Balances have grown but women continue to face a superannuation gender gap: Super balances have grown to an average of $214,000 at age 60-64 in 2016 (median of $68,000). Women’s superannuation balances are 64% lower than men's, but the gap has almost halved over the decade. Of concern are lower balances of single women, but the system compensates this via the Age Pension (on average, women receive $2,000 p.a. more). The solution is to close the gap in working life, but parental leave contributions are poorly targeted.
Raising compulsory contributions to 12% will increase retirement incomes: The vast majority would see higher retirement incomes, enjoy a diversification of assets away from housing, and greater liquidity in retirement. But younger, low-earning renters are likely to experience greater financial stress as a result.
Accumulation structures are part of a live debate: Super accumulation receives considerable attention, and there is a high-profile debate about how to improve defaults and lower costs.
Decumulation policy is also evolving: Current settings fail to turn assets into income, leaving retirement risks with consumers, who appear to hold on to assets as a form of self-insurance. The solutions include: (1) encouraging private market provision of risk-pooled products (e.g., aligning tax-and-benefit and regulatory rules); (2) intervention in the market to directly provide products or supporting instruments (e.g., tail end insurance or longevity bonds); and (3) enhancing the decumulation information and choice architecture (e.g., targeting education, information, compulsion, incentives, and defaults for those that don’t choose).

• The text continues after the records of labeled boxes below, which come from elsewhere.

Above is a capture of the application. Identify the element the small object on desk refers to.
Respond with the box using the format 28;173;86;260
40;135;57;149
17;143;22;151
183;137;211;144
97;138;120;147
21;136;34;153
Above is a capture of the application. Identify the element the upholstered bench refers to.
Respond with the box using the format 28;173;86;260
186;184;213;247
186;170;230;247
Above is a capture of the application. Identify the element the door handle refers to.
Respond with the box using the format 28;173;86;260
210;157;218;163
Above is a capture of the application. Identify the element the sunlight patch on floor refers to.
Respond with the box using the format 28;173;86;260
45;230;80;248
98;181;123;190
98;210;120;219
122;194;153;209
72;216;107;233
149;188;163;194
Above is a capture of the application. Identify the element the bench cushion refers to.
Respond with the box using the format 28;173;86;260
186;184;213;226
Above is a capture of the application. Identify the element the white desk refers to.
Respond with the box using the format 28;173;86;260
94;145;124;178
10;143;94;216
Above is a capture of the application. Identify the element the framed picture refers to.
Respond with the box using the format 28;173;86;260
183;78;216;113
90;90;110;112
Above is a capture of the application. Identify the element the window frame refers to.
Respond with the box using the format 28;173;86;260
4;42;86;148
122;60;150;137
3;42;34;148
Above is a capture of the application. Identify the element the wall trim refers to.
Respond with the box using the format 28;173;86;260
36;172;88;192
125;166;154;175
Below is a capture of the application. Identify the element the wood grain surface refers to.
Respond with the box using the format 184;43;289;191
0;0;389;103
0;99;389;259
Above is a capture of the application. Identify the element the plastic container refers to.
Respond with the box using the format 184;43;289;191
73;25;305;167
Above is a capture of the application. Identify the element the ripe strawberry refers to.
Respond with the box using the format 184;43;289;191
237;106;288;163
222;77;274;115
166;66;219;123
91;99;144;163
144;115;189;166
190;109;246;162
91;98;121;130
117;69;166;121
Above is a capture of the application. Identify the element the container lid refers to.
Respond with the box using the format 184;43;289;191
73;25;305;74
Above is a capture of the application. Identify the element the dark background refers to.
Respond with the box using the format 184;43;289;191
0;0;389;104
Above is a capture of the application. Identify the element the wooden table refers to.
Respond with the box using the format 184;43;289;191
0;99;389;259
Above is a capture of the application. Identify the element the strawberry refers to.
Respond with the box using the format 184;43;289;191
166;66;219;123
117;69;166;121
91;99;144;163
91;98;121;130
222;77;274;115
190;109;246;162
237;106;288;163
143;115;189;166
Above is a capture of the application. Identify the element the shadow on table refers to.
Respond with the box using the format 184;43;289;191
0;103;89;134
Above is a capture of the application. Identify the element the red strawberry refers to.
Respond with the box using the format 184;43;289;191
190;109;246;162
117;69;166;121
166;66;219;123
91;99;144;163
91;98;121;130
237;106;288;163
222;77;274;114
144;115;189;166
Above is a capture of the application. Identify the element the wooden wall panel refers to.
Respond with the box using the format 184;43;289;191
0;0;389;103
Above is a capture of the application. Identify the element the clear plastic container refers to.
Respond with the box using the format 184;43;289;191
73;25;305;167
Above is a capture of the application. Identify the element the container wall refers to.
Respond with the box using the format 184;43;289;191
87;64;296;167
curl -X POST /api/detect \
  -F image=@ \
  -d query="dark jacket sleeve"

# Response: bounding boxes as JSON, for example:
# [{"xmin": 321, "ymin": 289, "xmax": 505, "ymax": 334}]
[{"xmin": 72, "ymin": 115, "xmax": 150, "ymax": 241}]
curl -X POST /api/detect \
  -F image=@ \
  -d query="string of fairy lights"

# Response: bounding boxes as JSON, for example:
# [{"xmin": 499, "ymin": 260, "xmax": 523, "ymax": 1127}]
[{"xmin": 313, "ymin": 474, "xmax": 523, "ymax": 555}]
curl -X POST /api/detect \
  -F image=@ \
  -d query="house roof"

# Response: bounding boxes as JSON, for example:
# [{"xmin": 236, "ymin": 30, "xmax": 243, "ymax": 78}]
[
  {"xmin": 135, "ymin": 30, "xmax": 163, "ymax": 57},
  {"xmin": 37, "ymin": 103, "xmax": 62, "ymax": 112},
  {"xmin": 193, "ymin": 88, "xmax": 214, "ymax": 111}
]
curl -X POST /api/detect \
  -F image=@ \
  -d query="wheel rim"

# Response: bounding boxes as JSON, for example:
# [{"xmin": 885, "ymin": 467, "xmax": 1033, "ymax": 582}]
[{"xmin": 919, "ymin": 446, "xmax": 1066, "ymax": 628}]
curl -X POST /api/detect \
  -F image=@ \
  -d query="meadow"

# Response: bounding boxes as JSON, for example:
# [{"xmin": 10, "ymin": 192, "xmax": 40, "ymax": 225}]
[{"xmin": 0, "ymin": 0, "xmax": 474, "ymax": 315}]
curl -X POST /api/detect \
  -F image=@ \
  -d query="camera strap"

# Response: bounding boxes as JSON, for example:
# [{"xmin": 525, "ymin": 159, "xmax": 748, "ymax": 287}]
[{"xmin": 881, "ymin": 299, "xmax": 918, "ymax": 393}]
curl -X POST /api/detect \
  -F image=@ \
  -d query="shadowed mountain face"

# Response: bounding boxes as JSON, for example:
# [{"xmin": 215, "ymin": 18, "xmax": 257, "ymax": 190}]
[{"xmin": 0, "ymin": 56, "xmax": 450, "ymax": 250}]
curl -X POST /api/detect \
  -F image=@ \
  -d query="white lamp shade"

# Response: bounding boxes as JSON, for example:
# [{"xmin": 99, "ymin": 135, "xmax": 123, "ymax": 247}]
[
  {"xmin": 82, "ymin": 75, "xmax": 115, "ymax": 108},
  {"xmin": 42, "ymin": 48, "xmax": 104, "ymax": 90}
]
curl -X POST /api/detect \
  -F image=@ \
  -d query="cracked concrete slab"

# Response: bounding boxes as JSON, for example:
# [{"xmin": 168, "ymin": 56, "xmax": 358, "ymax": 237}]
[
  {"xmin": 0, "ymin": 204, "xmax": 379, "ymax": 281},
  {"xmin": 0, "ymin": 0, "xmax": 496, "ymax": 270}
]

Policymakers have been reluctant to embrace decumulation defaults: A policy is under development to require fund trustees to offer risk-pooling products to members. There is a danger that the inefficiencies that have plagued the accumulation phase could also translate to inefficiencies in the retirement product market. The preferred option is to prescribe a standard product that combines the flexibility of an account-based pension with the insurance of a deferred annuity. Policies decided in the next few years will determine the future of superannuation decumulation in Australia, which is leading the world in policy that attempts to combine flexibility and paternalism.
In addition, this research brief summarises research on financial behaviour, financial literacy and information, financial advice, defaults, drawdown behaviour and decumulation design, optimal annuitisation, actuarial insights about longevity risk and risk management, and pension taxation.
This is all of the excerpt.